All numbers measured on Apple M1 Pro, Node.js 22, NEologd dictionary (6.1M entries, 1.4 GB uncompressed). Methodology: 700 real-world Japanese news snippets × 9 conversion variants = 6,300 HTTP calls end-to-end through an Express service.

Cold start

| Mode | Boot time | Ready for first query | | ------------ | --------: | --------------------------------------------------- | | kusamoji | 1.0 s | Dictionary memory-mapped, OS demand-pages on access | | kuromoji.js | 8–12 s | gunzip + parse all 12 .dat.gz files |

Runtime memory (RSS)

| Mode | Idle RSS | Under load (700 concurrent) | Peak | | ------------ | ---------: | --------------------------: | -------: | | kusamoji | 1.4 GB | 2.2 GB | 3.1 GB | | kuromoji.js | 6–8 GB | 8+ GB | OOM risk |

With mmap, the ~1.4 GB dictionary sits in the OS page cache, not V8 heap. Under memory pressure the OS evicts cold pages automatically. V8's garbage collector never sees the dictionary data.

Tokenization throughput

| Input | Tokens/call | Latency (p50) | Throughput | | -------------------------- | ----------: | ------------: | ------------: | | Short sentence (10 chars) | ~5 | 0.3 ms | 3,300 calls/s | | News headline (50 chars) | ~20 | 0.8 ms | 1,250 calls/s | | News article (500 chars) | ~150 | 5 ms | 200 calls/s | | Long article (2,000 chars) | ~600 | 18 ms | 55 calls/s |

Accuracy (6,300-call harness)

700 real-world news snippets from Yahoo News Japan, NHK, and Mainichi — mixed content with ASCII brand names, URLs, numbers, brackets, and quoted English.

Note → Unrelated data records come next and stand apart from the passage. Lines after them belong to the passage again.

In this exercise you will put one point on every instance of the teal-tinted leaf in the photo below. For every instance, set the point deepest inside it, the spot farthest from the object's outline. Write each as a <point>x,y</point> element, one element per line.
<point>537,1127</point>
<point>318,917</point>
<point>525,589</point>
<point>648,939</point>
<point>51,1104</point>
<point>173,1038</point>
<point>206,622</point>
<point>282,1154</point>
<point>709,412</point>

You can find the feeding news snippets here Kusamoji Test News Snippets

| Metric | Score | | ----------------------------------- | ---------------------------------------- | | Romaji conversion (5 systems × 700) | 99.0% kanji-free output | | Kana conversion (4 modes × 700) | 99.0% kanji-free output | | Jukujikun (熟字訓) accuracy | 48 / 49 tested compounds | | Proper noun accuracy (NEologd) | 10 / 10 (大谷翔平, 宮崎駿, etc.) | | Place name accuracy | 10 / 10 (東京, 鹿児島, 秋葉原, etc.) | | File descriptor leaks | 0 after 6,300 calls |

vs. alternatives

| Feature | kusamoji | kuromoji.js | MeCab (C++) | Sudachi (Java/Rust) | | -------------------- | ----------------------- | -------------- | --------------- | ------------------- | | Runtime | Node.js | Node.js | Native binary | JVM / Native | | Dict loading | mmap (zero-copy) | gunzip to heap | mmap | mmap (Rust) | | Boot time (NEologd) | ~1 s | ~10 s | ~0 s | ~0.2 s | | RSS (NEologd) | ~1.4 GB | ~6-8 GB | ~0.5 GB | ~0.2 GB | | Viterbi optimization | Length bonus | None | Cost estimation | CowArray | | POS source strategy | Pluggable (3 modes) | In-heap only | mmap | mmap | | NEologd support | ✅ | ✅ | ✅ | ✅ (built-in) | | Node.js native | ✅ | ✅ | FFI required | FFI required | | npm install | ✅ npm i kusamoji | ✅ | ❌ | ❌ | | Zero native deps | ✅ (optional mmap) | ✅ | N/A | N/A |

Note: MeCab and Sudachi achieve lower RSS because they're compiled languages with direct memory management. kusamoji's mmap addon brings Node.js RSS within 4× of native C++ — the closest any pure-npm Japanese tokenizer has gotten.

API

kusamoji.builder(options)

Returns a TokenizerBuilder.

| Option | Type | Required | Description | | --------- | -------- | -------- | ---------------------------------------------------- | | dicPath | string | Yes | Path to the directory containing the 12 .dat files |

builder.buildAsync()Promise<Tokenizer>

Loads the dictionary and returns a Tokenizer instance.

builder.build(callback)

Callback-style variant: callback(err, tokenizer).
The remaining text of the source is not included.